Sales of secondhand LNG carriers are booming — in relative terms that is.
From what had traditionally been something of a rare oddity, 2022 witnessed a rash of business that included newbuilding resales, the disposal of Russian-owned tonnage and the first signs of some shipowners starting to weed out older steam turbine ships from their fleets.
Twenty-four LNG carriers were bought and sold in deals totalling more than $4bn, making it what market players said was the busiest year on record for the sale of newbuildings and secondhand vessels.
So far in 2023, at least nine LNG carriers have been sold for prices that total up to over $497m.
They include 2023’s first two sales of LNG carriers for demolition.
The remaining seven sales include a mix of tonnage, ranging from two small-scale LNG carriers priced at under $30m each to a 10-year-old tri-fuel diesel-electric (TFDE) vessel that attracted a six-figure sum as a potential conversion candidate.
There has also been movement on steam turbine tonnage, with the 154,982-cbm Trinity Arrow (built 2008) heading to Chinese trader Jovo and MISC offloading its 21-year-old, 137,489-cbm Puteri Intan Satu (built 2022) to Capital Gas.
Brokers said prices are firming for both steamships and their dual-fuel diesel-electric (DFDE) and TFDE cousins.
For steam turbine ships, capacity and condition are key price-setting factors, with the larger 150,000-cbm vessels attracting higher levels than 138,000-cbm carriers.
Golar LNG’s agreed price of $77.5m on a 19-year-old vessel — named widely as the 149,172-cbm Fuji LNG (built 2004) — was described as “punchy” by one market expert, who also pointed out that the buyer was specifically looking for a large Moss-type ship, so was limited in its choice of vessels.
TFDE and DFDE vessels are also attracting higher prices.
Brokers said the ongoing firm period market has mopped up almost all modern two-stroke tonnage of 174,000 cbm to 180,000 cbm with the number of open vessels remaining in single figures. In addition, LNG newbuilding berths for 2026 have evaporated, with shipyards playing hardball on price — the last concluded deal priced the ships at $255m — for the limited slots available for 2027 deliveries.
This is pushing charterers to seek out the larger and most efficient TFDE and DFDE tonnage, one said.
Market players also observed that there is just a hint of asset play starting to emerge.
As TMS Cardiff Gas apparently agreed on a sales deal with Golar LNG on a Moss-type vessel for conversion to a floating production unit, the Greek owner is said to have bought a ship that is two years younger and over $20m cheaper than the one it has agreed to sell.
Market talk had also indicated that the former MISC ship, which has been fitted with a ballast water treatment system, renamed Trader III and is being put through special survey, is already back on the market at $10m more than for what it was sold. But later reports indicated the buyers are still planning to trade the vessel.

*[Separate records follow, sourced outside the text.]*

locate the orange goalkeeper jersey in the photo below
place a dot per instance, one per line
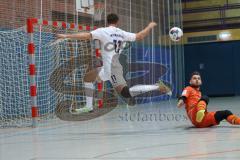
(193, 95)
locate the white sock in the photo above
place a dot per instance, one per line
(89, 91)
(140, 89)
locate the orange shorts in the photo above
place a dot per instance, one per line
(208, 120)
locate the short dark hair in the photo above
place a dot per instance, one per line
(195, 73)
(112, 18)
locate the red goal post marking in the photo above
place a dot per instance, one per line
(32, 66)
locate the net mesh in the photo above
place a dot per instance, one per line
(59, 76)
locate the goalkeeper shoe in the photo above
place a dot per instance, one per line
(82, 110)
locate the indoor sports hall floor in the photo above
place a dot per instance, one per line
(127, 134)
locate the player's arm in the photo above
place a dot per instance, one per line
(182, 99)
(145, 32)
(77, 36)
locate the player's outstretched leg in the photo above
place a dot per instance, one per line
(201, 108)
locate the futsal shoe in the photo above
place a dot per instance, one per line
(82, 110)
(200, 116)
(164, 88)
(233, 119)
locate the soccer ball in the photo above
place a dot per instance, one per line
(175, 34)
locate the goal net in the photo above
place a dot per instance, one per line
(36, 79)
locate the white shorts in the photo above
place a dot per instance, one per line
(115, 77)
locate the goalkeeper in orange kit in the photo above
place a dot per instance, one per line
(196, 106)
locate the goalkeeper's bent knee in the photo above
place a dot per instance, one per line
(125, 92)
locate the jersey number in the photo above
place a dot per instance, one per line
(117, 45)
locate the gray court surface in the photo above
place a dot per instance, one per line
(154, 131)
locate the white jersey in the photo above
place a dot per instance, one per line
(112, 40)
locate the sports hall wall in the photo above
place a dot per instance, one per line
(219, 65)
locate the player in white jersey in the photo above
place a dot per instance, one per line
(112, 40)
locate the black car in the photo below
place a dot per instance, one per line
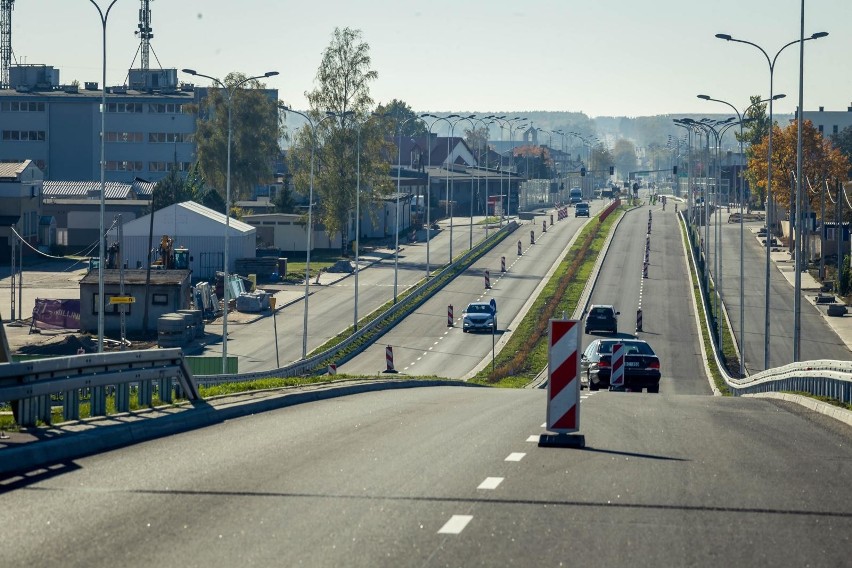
(602, 318)
(641, 365)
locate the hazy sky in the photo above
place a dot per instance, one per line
(601, 57)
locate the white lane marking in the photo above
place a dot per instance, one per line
(456, 524)
(491, 483)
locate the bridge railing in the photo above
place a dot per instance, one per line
(32, 386)
(832, 379)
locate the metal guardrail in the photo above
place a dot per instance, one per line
(821, 377)
(386, 320)
(30, 386)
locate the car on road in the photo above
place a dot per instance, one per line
(602, 317)
(479, 316)
(641, 365)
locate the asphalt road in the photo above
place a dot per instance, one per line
(448, 476)
(668, 321)
(818, 340)
(424, 345)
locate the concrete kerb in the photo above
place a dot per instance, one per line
(95, 435)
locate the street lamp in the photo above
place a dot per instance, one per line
(771, 62)
(742, 212)
(101, 234)
(229, 91)
(310, 221)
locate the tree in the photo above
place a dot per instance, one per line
(255, 130)
(758, 127)
(843, 142)
(343, 88)
(820, 160)
(624, 157)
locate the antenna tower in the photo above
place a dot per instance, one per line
(5, 40)
(145, 32)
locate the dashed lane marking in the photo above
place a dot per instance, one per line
(491, 483)
(456, 524)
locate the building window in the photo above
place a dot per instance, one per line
(123, 166)
(124, 107)
(24, 135)
(165, 108)
(124, 137)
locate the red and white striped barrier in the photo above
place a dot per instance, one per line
(563, 371)
(616, 377)
(389, 360)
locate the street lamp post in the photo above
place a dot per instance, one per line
(310, 222)
(229, 91)
(104, 15)
(741, 121)
(771, 62)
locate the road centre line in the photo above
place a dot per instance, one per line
(491, 483)
(456, 524)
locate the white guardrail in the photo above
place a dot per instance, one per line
(386, 320)
(827, 378)
(32, 386)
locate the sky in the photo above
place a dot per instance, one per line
(599, 57)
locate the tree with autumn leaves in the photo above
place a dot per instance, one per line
(820, 161)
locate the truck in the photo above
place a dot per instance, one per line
(575, 196)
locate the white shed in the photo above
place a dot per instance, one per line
(195, 227)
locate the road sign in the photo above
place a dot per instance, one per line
(563, 369)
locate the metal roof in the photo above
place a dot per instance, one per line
(87, 189)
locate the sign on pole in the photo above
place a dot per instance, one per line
(563, 370)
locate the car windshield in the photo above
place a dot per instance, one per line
(639, 347)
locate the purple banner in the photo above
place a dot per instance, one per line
(56, 314)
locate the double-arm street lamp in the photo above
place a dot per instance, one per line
(741, 121)
(771, 62)
(104, 14)
(229, 93)
(313, 127)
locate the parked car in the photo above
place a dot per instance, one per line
(602, 318)
(479, 316)
(641, 365)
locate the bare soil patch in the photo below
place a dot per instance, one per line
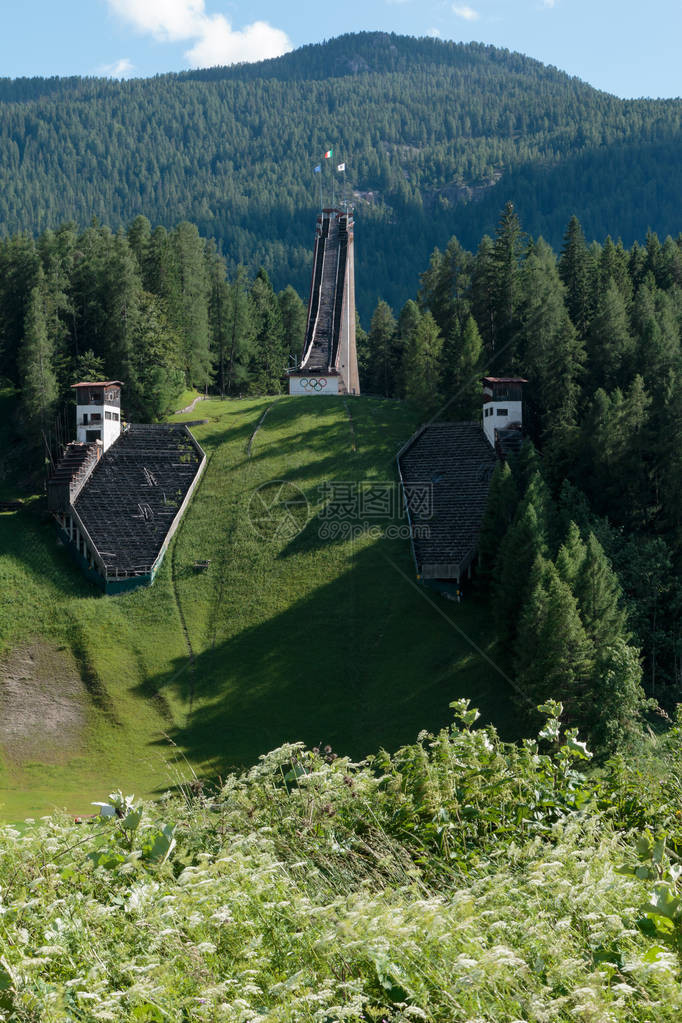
(43, 704)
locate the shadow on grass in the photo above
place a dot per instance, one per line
(361, 663)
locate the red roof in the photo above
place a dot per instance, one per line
(505, 380)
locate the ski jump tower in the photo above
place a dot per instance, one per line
(329, 363)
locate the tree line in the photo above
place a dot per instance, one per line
(435, 135)
(596, 521)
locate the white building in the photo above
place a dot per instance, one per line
(98, 411)
(502, 406)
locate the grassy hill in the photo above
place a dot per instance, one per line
(436, 136)
(282, 638)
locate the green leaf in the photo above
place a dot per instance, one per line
(664, 902)
(160, 845)
(132, 820)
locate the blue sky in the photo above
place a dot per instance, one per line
(629, 48)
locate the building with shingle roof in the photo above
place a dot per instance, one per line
(119, 499)
(445, 472)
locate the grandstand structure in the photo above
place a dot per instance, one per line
(118, 509)
(445, 471)
(329, 362)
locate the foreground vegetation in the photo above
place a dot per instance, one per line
(316, 889)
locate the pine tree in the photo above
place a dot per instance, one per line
(521, 544)
(39, 385)
(270, 358)
(551, 357)
(500, 510)
(445, 286)
(382, 368)
(506, 260)
(571, 557)
(421, 364)
(238, 336)
(553, 656)
(599, 596)
(619, 701)
(293, 321)
(610, 346)
(461, 365)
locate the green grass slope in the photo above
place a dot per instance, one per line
(282, 638)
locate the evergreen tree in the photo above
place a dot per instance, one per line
(382, 369)
(238, 337)
(521, 544)
(575, 272)
(571, 557)
(445, 286)
(461, 367)
(269, 358)
(500, 509)
(551, 357)
(506, 261)
(610, 346)
(619, 701)
(421, 364)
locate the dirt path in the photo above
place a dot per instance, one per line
(43, 704)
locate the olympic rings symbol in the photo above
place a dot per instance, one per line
(313, 384)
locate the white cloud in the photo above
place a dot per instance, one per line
(221, 45)
(120, 69)
(215, 42)
(466, 12)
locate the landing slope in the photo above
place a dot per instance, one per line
(318, 636)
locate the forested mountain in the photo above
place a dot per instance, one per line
(439, 134)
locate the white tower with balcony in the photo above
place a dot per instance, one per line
(502, 405)
(98, 411)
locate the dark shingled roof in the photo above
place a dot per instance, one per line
(134, 493)
(455, 462)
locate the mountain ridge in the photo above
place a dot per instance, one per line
(439, 134)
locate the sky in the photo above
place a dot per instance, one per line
(626, 47)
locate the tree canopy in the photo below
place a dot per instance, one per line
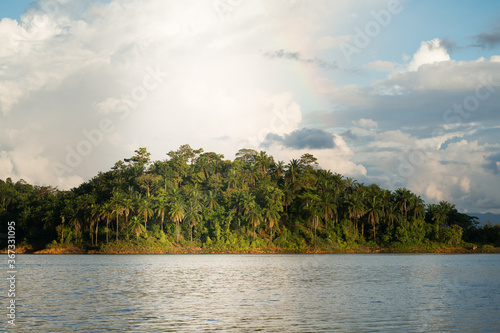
(197, 197)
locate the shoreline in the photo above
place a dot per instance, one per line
(198, 250)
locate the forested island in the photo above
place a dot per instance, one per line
(198, 202)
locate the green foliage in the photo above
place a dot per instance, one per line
(196, 198)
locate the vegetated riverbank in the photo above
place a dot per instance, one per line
(192, 249)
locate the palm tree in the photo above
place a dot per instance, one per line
(107, 213)
(95, 213)
(402, 197)
(117, 207)
(177, 213)
(272, 216)
(128, 206)
(137, 227)
(253, 214)
(211, 200)
(144, 208)
(374, 212)
(192, 216)
(161, 206)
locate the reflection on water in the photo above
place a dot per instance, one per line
(248, 293)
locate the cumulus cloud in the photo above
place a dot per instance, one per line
(296, 56)
(338, 159)
(429, 52)
(311, 138)
(382, 66)
(488, 39)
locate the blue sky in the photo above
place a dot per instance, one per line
(85, 83)
(13, 8)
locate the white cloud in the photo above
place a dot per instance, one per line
(367, 123)
(429, 52)
(382, 66)
(337, 159)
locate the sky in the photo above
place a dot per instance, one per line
(398, 93)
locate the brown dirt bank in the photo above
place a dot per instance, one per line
(198, 250)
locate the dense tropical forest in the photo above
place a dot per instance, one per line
(198, 199)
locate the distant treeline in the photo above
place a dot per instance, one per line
(198, 198)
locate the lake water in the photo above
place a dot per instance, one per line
(249, 293)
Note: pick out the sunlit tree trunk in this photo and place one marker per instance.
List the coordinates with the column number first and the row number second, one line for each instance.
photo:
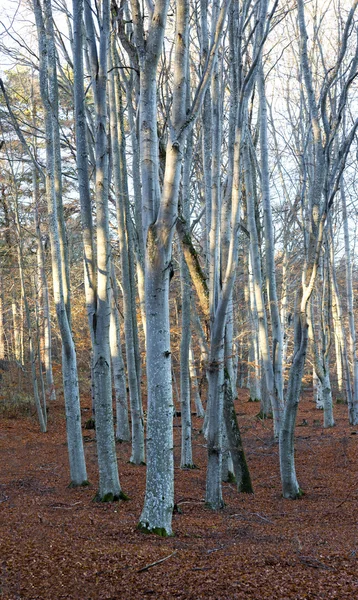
column 78, row 472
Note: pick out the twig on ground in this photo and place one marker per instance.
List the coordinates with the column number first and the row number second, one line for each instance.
column 157, row 562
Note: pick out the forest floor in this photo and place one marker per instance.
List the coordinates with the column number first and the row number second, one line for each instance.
column 56, row 543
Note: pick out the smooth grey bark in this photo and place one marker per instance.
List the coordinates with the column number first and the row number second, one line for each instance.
column 353, row 407
column 130, row 319
column 240, row 468
column 83, row 175
column 78, row 471
column 277, row 342
column 186, row 460
column 194, row 385
column 118, row 370
column 16, row 329
column 44, row 301
column 321, row 356
column 40, row 406
column 322, row 186
column 159, row 216
column 109, row 485
column 267, row 364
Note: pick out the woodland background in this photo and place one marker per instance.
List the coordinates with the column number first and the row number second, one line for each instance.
column 178, row 221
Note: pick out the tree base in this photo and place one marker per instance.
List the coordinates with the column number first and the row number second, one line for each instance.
column 73, row 485
column 110, row 497
column 160, row 531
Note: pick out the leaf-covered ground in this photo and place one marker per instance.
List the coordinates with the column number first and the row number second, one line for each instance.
column 56, row 543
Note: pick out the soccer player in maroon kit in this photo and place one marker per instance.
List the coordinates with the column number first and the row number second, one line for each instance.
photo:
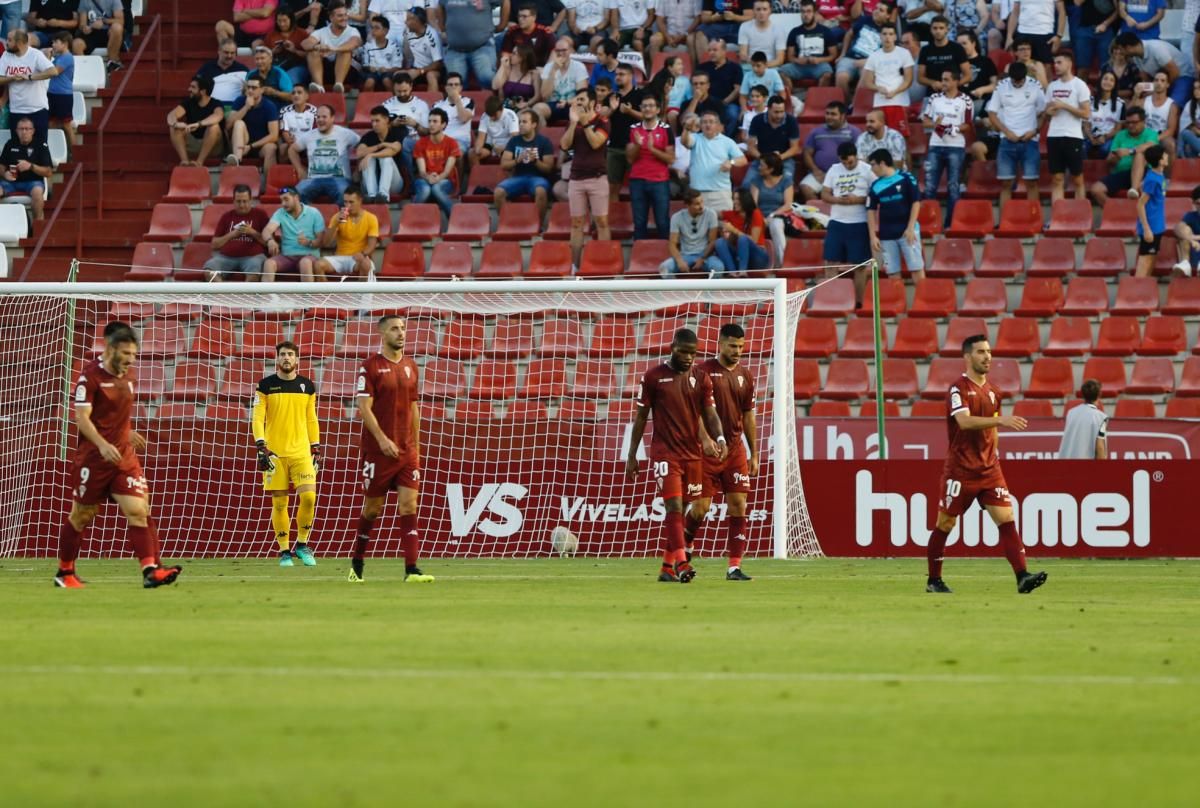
column 679, row 395
column 735, row 396
column 972, row 467
column 106, row 465
column 389, row 402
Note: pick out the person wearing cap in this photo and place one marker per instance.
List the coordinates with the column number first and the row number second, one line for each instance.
column 276, row 83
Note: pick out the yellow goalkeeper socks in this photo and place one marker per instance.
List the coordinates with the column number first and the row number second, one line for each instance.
column 281, row 521
column 304, row 515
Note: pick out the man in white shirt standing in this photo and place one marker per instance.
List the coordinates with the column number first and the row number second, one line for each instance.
column 888, row 71
column 849, row 240
column 1084, row 434
column 1014, row 111
column 1068, row 105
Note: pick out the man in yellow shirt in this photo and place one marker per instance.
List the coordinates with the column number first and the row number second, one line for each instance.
column 288, row 442
column 355, row 232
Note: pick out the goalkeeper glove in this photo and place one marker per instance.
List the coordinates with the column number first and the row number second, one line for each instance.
column 265, row 456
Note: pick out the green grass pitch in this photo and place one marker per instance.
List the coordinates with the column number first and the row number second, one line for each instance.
column 585, row 682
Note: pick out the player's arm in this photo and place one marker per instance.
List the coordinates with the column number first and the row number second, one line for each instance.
column 87, row 429
column 635, row 441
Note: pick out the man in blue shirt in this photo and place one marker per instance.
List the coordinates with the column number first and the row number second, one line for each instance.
column 1151, row 210
column 893, row 205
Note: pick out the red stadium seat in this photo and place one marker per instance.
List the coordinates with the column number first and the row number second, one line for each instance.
column 1033, row 408
column 189, row 184
column 893, row 299
column 1069, row 336
column 1053, row 256
column 934, row 297
column 1137, row 295
column 259, row 337
column 1018, row 336
column 829, row 410
column 495, row 379
column 562, row 336
column 952, row 258
column 859, row 339
column 1183, row 297
column 443, row 378
column 1071, row 219
column 1002, row 258
column 1109, row 371
column 519, row 221
column 647, row 256
column 501, row 259
column 419, row 222
column 805, row 378
column 816, row 336
column 169, row 222
column 1183, row 408
column 195, row 381
column 511, row 339
column 1152, row 376
column 465, row 339
column 403, row 259
column 597, row 378
column 1163, row 336
column 550, row 259
column 1119, row 217
column 1041, row 297
column 1051, row 378
column 601, row 259
column 832, row 299
column 234, row 175
column 987, row 297
column 545, row 378
column 959, row 329
column 451, row 259
column 468, row 222
column 847, row 378
column 1020, row 217
column 1120, row 336
column 973, row 219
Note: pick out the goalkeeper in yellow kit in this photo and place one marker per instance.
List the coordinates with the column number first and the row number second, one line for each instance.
column 288, row 442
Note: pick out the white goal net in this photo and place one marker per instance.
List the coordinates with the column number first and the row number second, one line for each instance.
column 527, row 400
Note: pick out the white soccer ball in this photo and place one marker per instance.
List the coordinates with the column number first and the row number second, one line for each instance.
column 564, row 542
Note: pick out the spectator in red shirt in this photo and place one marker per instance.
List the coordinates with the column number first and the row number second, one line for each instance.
column 437, row 163
column 238, row 244
column 651, row 153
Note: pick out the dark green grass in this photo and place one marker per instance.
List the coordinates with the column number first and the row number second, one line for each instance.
column 583, row 682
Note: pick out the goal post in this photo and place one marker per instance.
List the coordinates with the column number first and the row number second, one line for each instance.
column 527, row 401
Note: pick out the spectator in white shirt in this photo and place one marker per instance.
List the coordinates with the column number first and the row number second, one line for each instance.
column 1068, row 105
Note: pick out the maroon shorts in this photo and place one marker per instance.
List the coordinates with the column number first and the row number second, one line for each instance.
column 678, row 478
column 957, row 491
column 382, row 474
column 95, row 480
column 730, row 476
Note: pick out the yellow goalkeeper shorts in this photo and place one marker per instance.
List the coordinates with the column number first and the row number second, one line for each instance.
column 297, row 471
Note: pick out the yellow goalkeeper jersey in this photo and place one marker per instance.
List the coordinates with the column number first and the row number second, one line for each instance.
column 286, row 414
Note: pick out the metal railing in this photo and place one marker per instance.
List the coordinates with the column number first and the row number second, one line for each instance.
column 75, row 183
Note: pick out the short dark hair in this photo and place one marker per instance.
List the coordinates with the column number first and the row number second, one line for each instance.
column 969, row 343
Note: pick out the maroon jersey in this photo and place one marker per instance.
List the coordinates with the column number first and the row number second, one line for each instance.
column 676, row 401
column 111, row 399
column 393, row 385
column 733, row 393
column 972, row 452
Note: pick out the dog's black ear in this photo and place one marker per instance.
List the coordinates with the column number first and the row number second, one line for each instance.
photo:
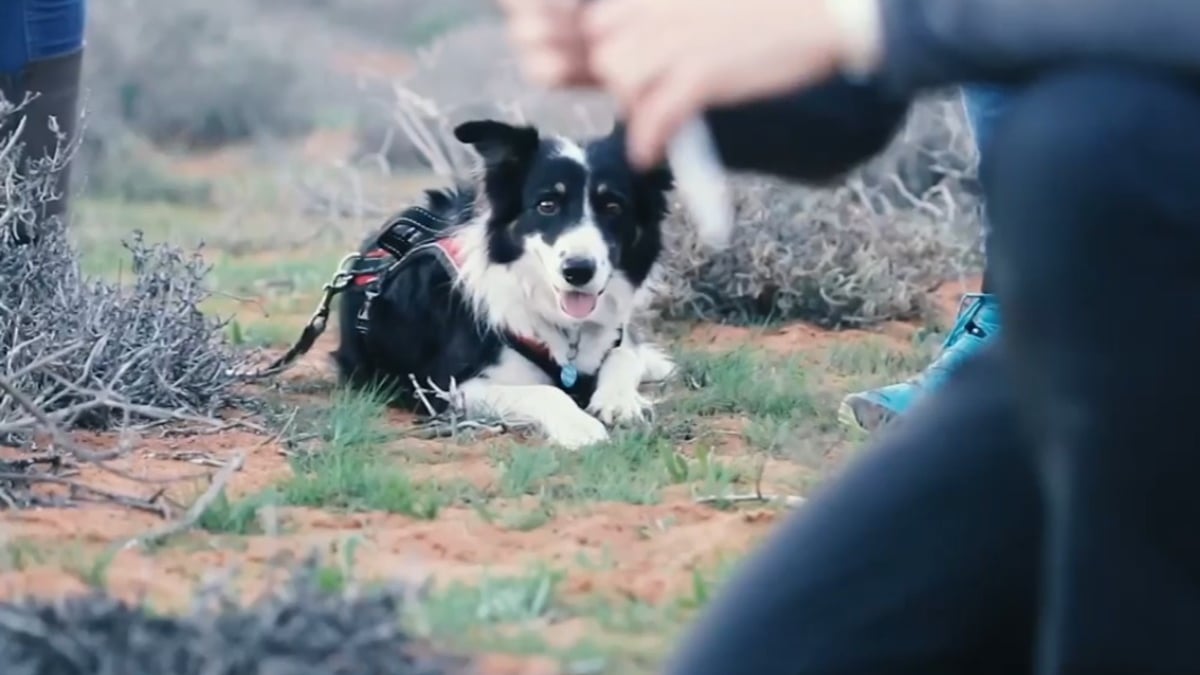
column 497, row 142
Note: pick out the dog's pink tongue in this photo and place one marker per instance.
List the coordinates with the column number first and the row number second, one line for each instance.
column 579, row 305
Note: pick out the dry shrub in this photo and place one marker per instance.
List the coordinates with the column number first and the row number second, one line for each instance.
column 87, row 351
column 300, row 629
column 199, row 73
column 869, row 250
column 467, row 73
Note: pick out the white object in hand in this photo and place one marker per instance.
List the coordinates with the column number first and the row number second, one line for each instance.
column 700, row 179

The unusually frisky LNG carrier sales market is expected to remain active in 2023 as shipowners increasingly turn their attention to fleet renewal in the face of tougher emissions regulations.
The unusually frisky LNG carrier sales market is expected to remain active in 2023 as shipowners increasingly turn their attention to fleet renewal in the face of tougher emissions regulations
Sales talks are believed to be close to concluding on TotalEnergies’ last remaining owned LNG carrier, the 154,472-cbm LNG Alliance (ex-Gaselys, built 2007), which is co-owned with NYK Line.
Last month, TradeWinds reported that Elcano’s 138,000-cbm steam turbine vessel Castillo de Villalba (built 2003) has been put up for sale by its financier, Santander, in advance of ending the Spanish tax lease on the ship.
Market chatter continues to circulate about the possible sale of some of Nigeria LNG’s steamships and Sovcomflot’s 174,100-cbm SCF La Perouse (built 2020), which was redelivered early to the Russian owner by its energy major charterer in 2022.
There are whispers of other vessels, particularly steamships, being groomed for possible sale with some of the more vintage among them earmarked for possible recycling.
But there is also a raft of import and production projects that may yet deploy some of the older LNG tonnage, either as storage units, some in combination with regasification units, or as conversion candidates.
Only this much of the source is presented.